There is a new search-time option for this scenario. In splunk 4.1.5 the tonumber()
eval command was added. This function allows conversions between different bases which can convert from hexadecimal (base-16) to a standard (base 10) value.
| eval dec_value = tonumber(hex_value, 16)
Of course you'd have to do this many times depending on how many fields you have.
I was sent some raw sample data, which brought up the question
2010-03-12 00:01:08 EST 0003f900 0003227a 0059 0059 0000 0001 00000000 0000 0002 00000000 00000001 00000001
2010-03-12 00:02:08 EST 0003f900 00031ce3 0059 0059 0000 0001 00000000 0000 0002 00000000 00000001 00000001
2010-03-12 00:03:08 EST 0003f900 000316d1 0059 0059 0000 0001 00000000 0000 0002 00000000 00000001 00000001
I imagine they wanted to convert the first two columns to decimal values. The scripted option of doing the conversion was on the table, ill go that route.

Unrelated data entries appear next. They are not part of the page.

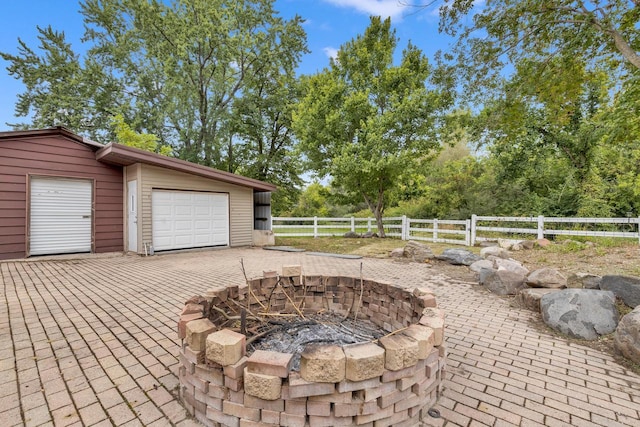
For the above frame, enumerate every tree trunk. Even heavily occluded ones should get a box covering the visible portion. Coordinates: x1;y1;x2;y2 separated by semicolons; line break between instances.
372;207;386;237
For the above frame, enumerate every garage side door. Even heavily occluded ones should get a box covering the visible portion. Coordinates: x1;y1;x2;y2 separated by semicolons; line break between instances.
151;190;229;251
29;177;92;255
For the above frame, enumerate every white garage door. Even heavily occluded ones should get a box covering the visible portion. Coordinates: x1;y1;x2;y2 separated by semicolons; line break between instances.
151;190;229;251
29;177;92;255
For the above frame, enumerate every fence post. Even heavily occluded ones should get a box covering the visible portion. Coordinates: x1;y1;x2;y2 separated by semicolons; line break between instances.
400;215;409;240
433;218;438;243
464;219;472;246
538;215;544;240
469;214;478;246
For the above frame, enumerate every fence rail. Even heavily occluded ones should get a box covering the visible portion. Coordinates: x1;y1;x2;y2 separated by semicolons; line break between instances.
271;215;640;246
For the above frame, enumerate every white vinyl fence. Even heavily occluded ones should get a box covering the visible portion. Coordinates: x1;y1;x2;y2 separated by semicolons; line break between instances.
271;215;640;246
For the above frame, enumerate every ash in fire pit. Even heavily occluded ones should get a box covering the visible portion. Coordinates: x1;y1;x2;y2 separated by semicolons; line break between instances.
247;313;388;371
178;266;446;427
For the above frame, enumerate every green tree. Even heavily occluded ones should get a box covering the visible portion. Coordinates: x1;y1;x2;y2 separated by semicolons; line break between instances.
111;114;171;156
291;182;331;218
226;45;304;216
0;26;117;141
82;0;306;168
430;0;640;95
294;17;451;237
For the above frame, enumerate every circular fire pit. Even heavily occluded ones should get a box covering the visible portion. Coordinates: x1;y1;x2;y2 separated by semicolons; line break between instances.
178;266;446;427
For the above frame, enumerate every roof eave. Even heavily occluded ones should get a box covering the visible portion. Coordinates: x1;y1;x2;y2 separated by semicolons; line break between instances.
96;143;277;191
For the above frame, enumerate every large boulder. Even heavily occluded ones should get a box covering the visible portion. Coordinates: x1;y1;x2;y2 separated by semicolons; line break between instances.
480;246;511;258
518;288;560;313
527;268;567;289
469;259;495;273
480;270;527;295
614;306;640;363
567;273;602;289
600;276;640;308
389;248;404;258
540;289;618;340
494;258;529;276
404;240;435;262
436;248;482;265
519;240;536;250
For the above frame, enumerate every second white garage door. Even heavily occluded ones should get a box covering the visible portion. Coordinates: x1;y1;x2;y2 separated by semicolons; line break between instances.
151;190;229;251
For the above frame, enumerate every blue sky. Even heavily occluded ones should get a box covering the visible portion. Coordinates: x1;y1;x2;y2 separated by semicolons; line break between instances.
0;0;470;131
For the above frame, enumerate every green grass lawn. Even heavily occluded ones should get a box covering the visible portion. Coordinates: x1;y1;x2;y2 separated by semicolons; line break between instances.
276;237;480;258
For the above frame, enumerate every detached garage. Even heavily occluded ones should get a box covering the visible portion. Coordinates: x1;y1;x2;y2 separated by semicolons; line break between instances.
0;128;124;259
96;144;276;254
151;190;229;251
0;128;276;259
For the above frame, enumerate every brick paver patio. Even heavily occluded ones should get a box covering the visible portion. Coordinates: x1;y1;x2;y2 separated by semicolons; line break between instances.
0;249;640;427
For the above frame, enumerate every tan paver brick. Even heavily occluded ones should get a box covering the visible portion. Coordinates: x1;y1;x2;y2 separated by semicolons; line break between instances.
0;249;640;427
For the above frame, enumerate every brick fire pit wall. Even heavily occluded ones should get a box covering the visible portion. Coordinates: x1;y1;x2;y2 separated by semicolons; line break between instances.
178;266;446;427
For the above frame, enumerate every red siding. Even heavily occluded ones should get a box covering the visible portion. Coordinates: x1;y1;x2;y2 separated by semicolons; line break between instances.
0;135;124;259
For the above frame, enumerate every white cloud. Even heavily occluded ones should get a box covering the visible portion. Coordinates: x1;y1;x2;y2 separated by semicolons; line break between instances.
323;0;407;19
322;46;338;59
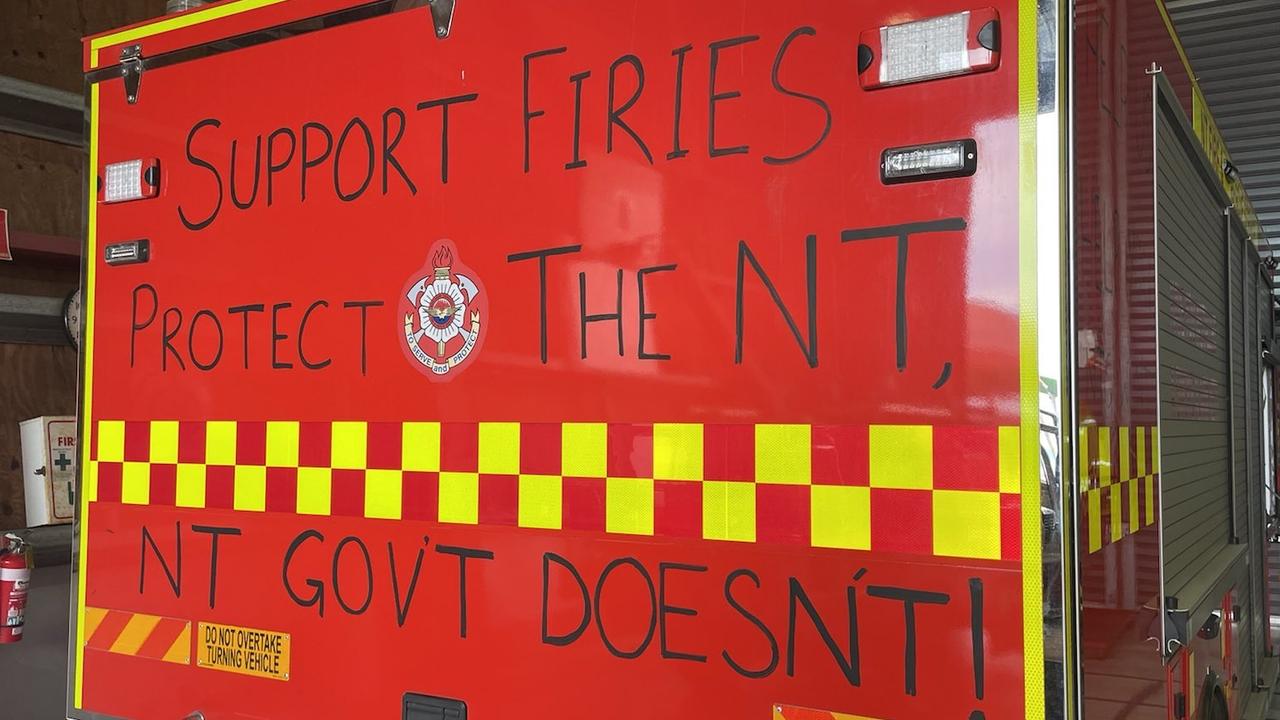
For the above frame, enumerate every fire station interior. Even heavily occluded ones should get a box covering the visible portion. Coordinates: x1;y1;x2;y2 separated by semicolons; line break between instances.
0;0;1280;720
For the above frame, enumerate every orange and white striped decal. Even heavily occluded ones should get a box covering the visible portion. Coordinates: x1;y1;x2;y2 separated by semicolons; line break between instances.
84;607;191;665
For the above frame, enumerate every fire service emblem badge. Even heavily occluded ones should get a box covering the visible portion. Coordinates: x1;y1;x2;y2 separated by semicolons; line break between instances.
399;240;489;380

Thanks for the help
Hi Chris, I'll second gkanapathy objections on hex and charset.
I'll add that if you know a way to convert your AppServer logs to a textual (meaningful) representation, you should be able to create a scripted input which runs the conversion script and imports its output. An example of this is the solaris utmpx data structures, which you can import by running the "last" command.
Paolo
It's not clear to me what you mean. "hexadecimal" is not a charset or character set. If you have hex data, it's actually either binary, or a text representation of binary data. Splunk will not convert this. In general, while Splunk handles different actual character sets of text, it does not convert generic data other than gzipped or similarly compressed data.